The advantages of zebrafish, as a genetically manipulable vertebrate model system, are reflected by their large brood size, short life cycle and easy husbandry. Hundreds of eggs could be fertilized externally every week, which are subjected to direct observations and manipulations under a microscope. Within the first five days, the optically clear fish embryos develop rapidly with no artificial feeding required, and this is the most accessible time window to study the effects of certain genetic perturbation without being confounded by environmental factors (Lieschke and Currie 2007). Zebrafish reach sexual maturity by three months of age, thus edited genes could be passed by generations from the founder lines rapidly. To examine genotype-phenotype correlations implicated in human diseases, an integrated phenotyping toolbox has been continuously under development, and here we only highlight the characteristic benefits of fish for imaging, behavioral assays and gene expression profiling (Fig. 1).
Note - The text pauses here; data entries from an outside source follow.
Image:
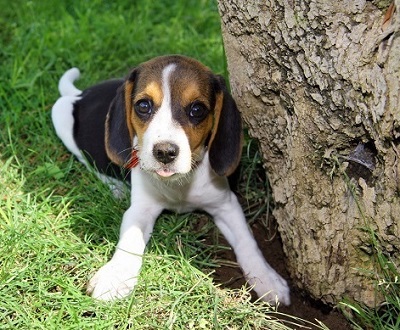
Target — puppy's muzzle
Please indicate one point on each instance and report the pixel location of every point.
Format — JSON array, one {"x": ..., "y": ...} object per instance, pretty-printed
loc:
[{"x": 165, "y": 152}]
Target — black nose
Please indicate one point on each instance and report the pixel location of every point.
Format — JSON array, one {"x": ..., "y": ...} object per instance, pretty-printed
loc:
[{"x": 165, "y": 152}]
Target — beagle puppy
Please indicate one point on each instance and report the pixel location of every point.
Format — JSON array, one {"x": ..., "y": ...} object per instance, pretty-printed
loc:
[{"x": 175, "y": 128}]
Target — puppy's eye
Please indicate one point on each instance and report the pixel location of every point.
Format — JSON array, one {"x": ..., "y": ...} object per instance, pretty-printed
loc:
[
  {"x": 143, "y": 107},
  {"x": 197, "y": 112}
]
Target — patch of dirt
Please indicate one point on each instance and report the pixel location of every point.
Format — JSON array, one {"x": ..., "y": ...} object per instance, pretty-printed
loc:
[{"x": 301, "y": 306}]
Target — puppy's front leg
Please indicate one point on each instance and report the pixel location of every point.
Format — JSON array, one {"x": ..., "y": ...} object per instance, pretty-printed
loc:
[
  {"x": 117, "y": 278},
  {"x": 266, "y": 282}
]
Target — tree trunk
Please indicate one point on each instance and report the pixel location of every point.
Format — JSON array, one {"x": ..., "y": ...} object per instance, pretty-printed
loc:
[{"x": 318, "y": 85}]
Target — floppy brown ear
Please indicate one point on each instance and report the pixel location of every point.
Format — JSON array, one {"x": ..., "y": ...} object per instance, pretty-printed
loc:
[
  {"x": 119, "y": 132},
  {"x": 225, "y": 146}
]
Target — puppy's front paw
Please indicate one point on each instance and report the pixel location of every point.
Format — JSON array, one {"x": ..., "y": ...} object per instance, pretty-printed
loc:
[
  {"x": 113, "y": 281},
  {"x": 269, "y": 285}
]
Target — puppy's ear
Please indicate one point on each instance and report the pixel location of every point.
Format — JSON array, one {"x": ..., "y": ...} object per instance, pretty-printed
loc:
[
  {"x": 119, "y": 131},
  {"x": 225, "y": 146}
]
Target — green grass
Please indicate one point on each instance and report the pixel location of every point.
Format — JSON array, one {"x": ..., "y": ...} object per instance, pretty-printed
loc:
[{"x": 58, "y": 223}]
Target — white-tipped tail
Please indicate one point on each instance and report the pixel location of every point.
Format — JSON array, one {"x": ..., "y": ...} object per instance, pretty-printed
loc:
[{"x": 66, "y": 86}]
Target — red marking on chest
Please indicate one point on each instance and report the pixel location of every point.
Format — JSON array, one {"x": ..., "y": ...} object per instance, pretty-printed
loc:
[{"x": 133, "y": 161}]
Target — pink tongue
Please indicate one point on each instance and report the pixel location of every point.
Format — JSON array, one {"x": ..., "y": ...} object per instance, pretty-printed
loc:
[{"x": 164, "y": 173}]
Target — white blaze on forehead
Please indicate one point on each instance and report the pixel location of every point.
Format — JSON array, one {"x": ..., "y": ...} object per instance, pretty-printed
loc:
[{"x": 162, "y": 128}]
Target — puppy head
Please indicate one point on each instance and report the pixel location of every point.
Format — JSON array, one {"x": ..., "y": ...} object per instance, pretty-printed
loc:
[{"x": 171, "y": 109}]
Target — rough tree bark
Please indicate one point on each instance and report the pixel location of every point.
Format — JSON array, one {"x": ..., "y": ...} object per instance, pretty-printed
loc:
[{"x": 318, "y": 85}]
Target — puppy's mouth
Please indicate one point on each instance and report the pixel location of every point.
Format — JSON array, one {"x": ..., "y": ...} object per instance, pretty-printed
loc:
[{"x": 165, "y": 172}]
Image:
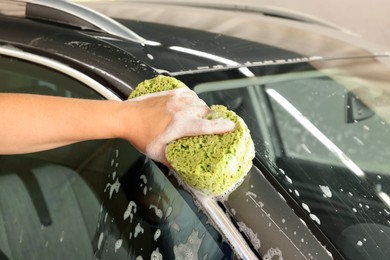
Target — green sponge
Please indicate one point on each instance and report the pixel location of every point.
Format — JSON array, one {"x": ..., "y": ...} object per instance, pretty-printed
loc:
[{"x": 213, "y": 164}]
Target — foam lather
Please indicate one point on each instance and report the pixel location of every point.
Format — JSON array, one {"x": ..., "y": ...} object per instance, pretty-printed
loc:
[{"x": 213, "y": 164}]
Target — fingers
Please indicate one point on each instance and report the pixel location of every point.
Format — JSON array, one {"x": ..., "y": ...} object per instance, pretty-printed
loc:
[{"x": 208, "y": 127}]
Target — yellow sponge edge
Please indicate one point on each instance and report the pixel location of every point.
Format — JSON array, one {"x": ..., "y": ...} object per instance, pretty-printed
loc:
[{"x": 213, "y": 164}]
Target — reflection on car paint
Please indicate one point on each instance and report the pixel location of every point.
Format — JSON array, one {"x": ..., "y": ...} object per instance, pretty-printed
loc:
[
  {"x": 271, "y": 253},
  {"x": 131, "y": 209},
  {"x": 251, "y": 235}
]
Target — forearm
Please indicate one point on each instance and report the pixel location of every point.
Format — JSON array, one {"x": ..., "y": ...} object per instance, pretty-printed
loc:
[{"x": 33, "y": 122}]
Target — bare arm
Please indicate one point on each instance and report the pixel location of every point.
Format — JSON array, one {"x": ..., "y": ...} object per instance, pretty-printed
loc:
[{"x": 32, "y": 123}]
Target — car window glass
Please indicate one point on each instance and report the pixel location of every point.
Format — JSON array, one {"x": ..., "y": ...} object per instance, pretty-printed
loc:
[
  {"x": 97, "y": 199},
  {"x": 336, "y": 168}
]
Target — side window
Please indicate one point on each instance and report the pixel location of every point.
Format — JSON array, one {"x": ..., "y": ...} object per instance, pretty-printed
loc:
[{"x": 96, "y": 199}]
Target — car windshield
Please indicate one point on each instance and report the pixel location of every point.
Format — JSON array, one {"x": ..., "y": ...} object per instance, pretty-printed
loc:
[{"x": 321, "y": 134}]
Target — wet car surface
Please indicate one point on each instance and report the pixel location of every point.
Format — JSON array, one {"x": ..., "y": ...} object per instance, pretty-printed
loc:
[{"x": 317, "y": 107}]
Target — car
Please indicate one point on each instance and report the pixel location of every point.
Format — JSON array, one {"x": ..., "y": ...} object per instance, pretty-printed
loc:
[{"x": 315, "y": 97}]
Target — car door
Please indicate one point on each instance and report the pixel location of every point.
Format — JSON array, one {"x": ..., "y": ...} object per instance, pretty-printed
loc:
[{"x": 98, "y": 199}]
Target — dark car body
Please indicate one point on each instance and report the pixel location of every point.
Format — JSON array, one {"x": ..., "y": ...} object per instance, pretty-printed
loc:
[{"x": 317, "y": 106}]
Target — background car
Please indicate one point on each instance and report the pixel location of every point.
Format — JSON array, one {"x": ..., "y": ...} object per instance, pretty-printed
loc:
[{"x": 315, "y": 99}]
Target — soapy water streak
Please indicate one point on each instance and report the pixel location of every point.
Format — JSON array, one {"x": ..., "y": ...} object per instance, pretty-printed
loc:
[{"x": 280, "y": 229}]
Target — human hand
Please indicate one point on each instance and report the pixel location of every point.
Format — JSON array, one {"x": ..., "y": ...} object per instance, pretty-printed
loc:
[{"x": 169, "y": 115}]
These methodological advantages, offered by fish model as inaccessible luxuries for studies on other mammalian models such as mice or rats, are critical for effective functional studies and drug discovery. The larval zebrafish is small and transparent, which allows the satisfying optical access to perform deep in vivo imaging (Fig. 1). For example, the unprecedented visualization of neuronal activity in hundreds of neurons at the same time was enabled by the whole brain functional imaging techniques developed recently (Prevedel et al. 2014). More detailed structural analysis can be conducted by whole mount histochemistry with a range of well-characterized histochemical markers. Moreover, optogenetic tools could reversibly modulate gene expressions or protein activities at the cellular or circuit level with high temporal and spatial resolution (Cosentino et al. 2015). Behavioral phenotypes are the most complex manifestations of multiple diseases, especially for those affecting the CNS or musculoskeletal systems (Stewart et al. 2014). Automated behavioral video tracking systems have been developed to quantify the fish behavior with a range of parameters on a large scale (Zhou et al. 2014). Corresponding functional behavioral tests and experimental set-ups are gradually standardized for both larval and adult zebrafish, proving the potential of zebrafish in cost-effective high-throughput screens (HTSs) and therapy development (Rihel et al. 2010) (Fig. 1). Apart from the manipulation at the genomic level, studies involving gene expression profiling are also feasible in zebrafish. This is particularly important to give mechanistic insights into the downstream events induced by the genomic perturbations. In study involving early embryonic (egg to early gastrulation) stages, maternal transcript has been shown to play important roles, which can only be investigated by genome-wide transcriptome analysis (Aanes et al. 2011). Moreover, biological differences induced by gene editing are often more than expected. In these cases, comparing genomes with proteomes and transcriptomes is critical to understand the phenotypic change in a network-based view (Rossi et al. 2015) (Fig. 1).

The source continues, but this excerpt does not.